El cielo tenía un sinfín de colores. Parecía de mentira,
incluso. Era lindo ver todos esos matices que contrastaban con el agua
cristalina y la arena blanca. Y en la arena, mis pies, de los cuales podía ver
sólo los dedos, con las uñas pintadas de azul, que contrastaban con aquel mar
lejano.Parecía un sueño, y era tan perfecto que hasta a veces
dudaba de que eso pudiera existir en mi imaginación. En verdad, pensándolo bien…
¿Cuándo no dudo yo de mi imaginación? Siempre me pierdo adentro de mi cabeza, y
ando desprevenida de todo lo que es el mundo exterior. Y, si soy más precisa,
es que para mí existen dos mundos, el de adentro, y el de afuera.

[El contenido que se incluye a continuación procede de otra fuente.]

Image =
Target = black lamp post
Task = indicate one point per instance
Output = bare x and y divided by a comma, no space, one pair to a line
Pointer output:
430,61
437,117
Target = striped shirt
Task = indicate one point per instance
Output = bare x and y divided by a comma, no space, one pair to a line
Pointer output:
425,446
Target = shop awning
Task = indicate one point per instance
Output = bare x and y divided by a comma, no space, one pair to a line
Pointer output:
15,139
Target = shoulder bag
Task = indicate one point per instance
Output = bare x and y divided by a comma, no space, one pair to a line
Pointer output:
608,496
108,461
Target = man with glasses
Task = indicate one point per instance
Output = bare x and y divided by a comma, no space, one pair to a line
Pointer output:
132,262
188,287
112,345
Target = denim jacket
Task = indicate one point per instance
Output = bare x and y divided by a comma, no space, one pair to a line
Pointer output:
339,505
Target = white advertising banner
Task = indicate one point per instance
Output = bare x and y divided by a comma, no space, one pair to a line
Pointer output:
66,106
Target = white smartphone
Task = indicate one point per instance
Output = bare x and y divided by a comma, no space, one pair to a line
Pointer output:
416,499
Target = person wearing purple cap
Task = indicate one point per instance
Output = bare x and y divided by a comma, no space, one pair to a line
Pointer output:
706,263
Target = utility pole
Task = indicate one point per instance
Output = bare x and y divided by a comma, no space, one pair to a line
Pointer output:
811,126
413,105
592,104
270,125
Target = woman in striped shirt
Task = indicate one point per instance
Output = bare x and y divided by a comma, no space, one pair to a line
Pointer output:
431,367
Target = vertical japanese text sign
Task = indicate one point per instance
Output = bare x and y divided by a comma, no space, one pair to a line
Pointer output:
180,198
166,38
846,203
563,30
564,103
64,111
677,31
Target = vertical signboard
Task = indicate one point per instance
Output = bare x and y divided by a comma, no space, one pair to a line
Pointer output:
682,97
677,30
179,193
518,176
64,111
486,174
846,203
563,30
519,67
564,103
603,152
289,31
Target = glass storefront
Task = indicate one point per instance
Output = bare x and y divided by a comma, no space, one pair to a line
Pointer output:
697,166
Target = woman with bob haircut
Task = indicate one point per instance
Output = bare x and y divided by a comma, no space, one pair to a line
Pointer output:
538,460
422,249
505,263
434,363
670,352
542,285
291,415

Esa voz interna, que siempre está ahí y que a una la
estremece hasta hacer rechinar los dientes. Entonces, la pregunta que queda
para hacerme es: ¿Dónde estoy? Ya me perdí, ya me olvidé de esa arena y ese
cielo, y me encuentro en mi misma, encerrada.
Acá dentro todo es oscuro e intimidante. Uno puede verse a
si misma, sin mentiras y en esencia de eso que es. Salpicada solo de eso que
uno muchas veces ni siquiera sabe que tiene, pero que es lo que lo representa.
De lo que es, y de lo que no llegó a ser, también. Uno se salpica de cosas que
no hizo, de arrepentimientos, de secretos inconfesables y de hasta algunas
tristezas. De esas cosas que nacen, y mueren en uno, y que de ahí, no salen
más.
De mientras que uno mismo hace ese análisis exhaustivo de su
persona, por otra parte, le caen arriba otras gotitas un poco más chiquitas,
que son positivas. Esas micropartículas que dicen “va a estar todo bien”, o “el
amor existe”. Son de un tamaño más pequeño, porque, así es la realidad del ser
humano. Sacando a relucir todo lo malo, y pocas veces encontrándole el brillo a
lo bueno.
Esas particulitas, que yo llamaría: esperanza.
¡Ah! Y esperanza de la buena, de la que llena, de la que te
levanta el ánimo con una palabra y te recuerda que hay cosas que valen la pena
vivirlas. Y sí, ahí es cuando esas gotitas que casi ni se veían, contagian a
las otras con su alegría y hacen que te tomes la vida como un refresco cola (el
dicho era “tomárselo con soda”, ¿no?, no importa).
El hecho es que jamás hay que preocuparse tanto por esa
visión negativa del mundo, ya que, por experiencia propia lo digo… termina consumiéndote.
Es abundante y muy sugestiva, pero no hay que dejarse engañar. Hay que
acordarse del pasado, de esa niñez tan linda que uno vivió, y a eso mismo
contarlo mil veces para transmitir esas geniales y enanas partículas.
Como yo te puedo contar, de cuando era chiquita y tenía un
diario íntimo, mi color favorito era el verdecito y mi número favorito el 7. No
me preocupaba más que por eso, y el chico que no me daba bola en ese entonces, que
se llamaba Maxi. En segundo año de escuela mi mayor preocupación era hacer los
deberes y saber que tenía que cruzar la calle con el semáforo en verde. Ahora
todo cambió. Y si fuera de esa gente que no se contagió con las susodichas mini
partículas, diría que esos tiempos eran mucho mejores y que no me tapaban hasta
la cabeza con responsabilidades, como hoy por hoy.
No, la vida ahora es más linda, y en vez de más complicada,
diría que es más completa. Y aquel color verde de mis seis años, se transformó
en algo con vida, en una enorme arboleda llena de ideas y pensamientos por
florecer.
Aquel diario, incompleto, escaso, hoy se encuentra mucho más
contento porque, bueno o malo… tiene cosas para contar. ¿Y me van a decir que eso no es
fantástico?
Triste es la vida de alguien que no
tiene una historia, que en vez de contarla, se la cuentan, y repite como loro,
y copia, y lo menos que hace es vivirla…
-
¡RIIIIIIIIIIIIIIINGGGGG! Sonó el despertador.
PD: Esto surgió de un taller de redacción creativa. El título era el tema del cuento, las palabras en cursiva eran las que, tiraban al azar para mecharlas en la historia al mismo tiempo que la escribíamos. Bastante volado.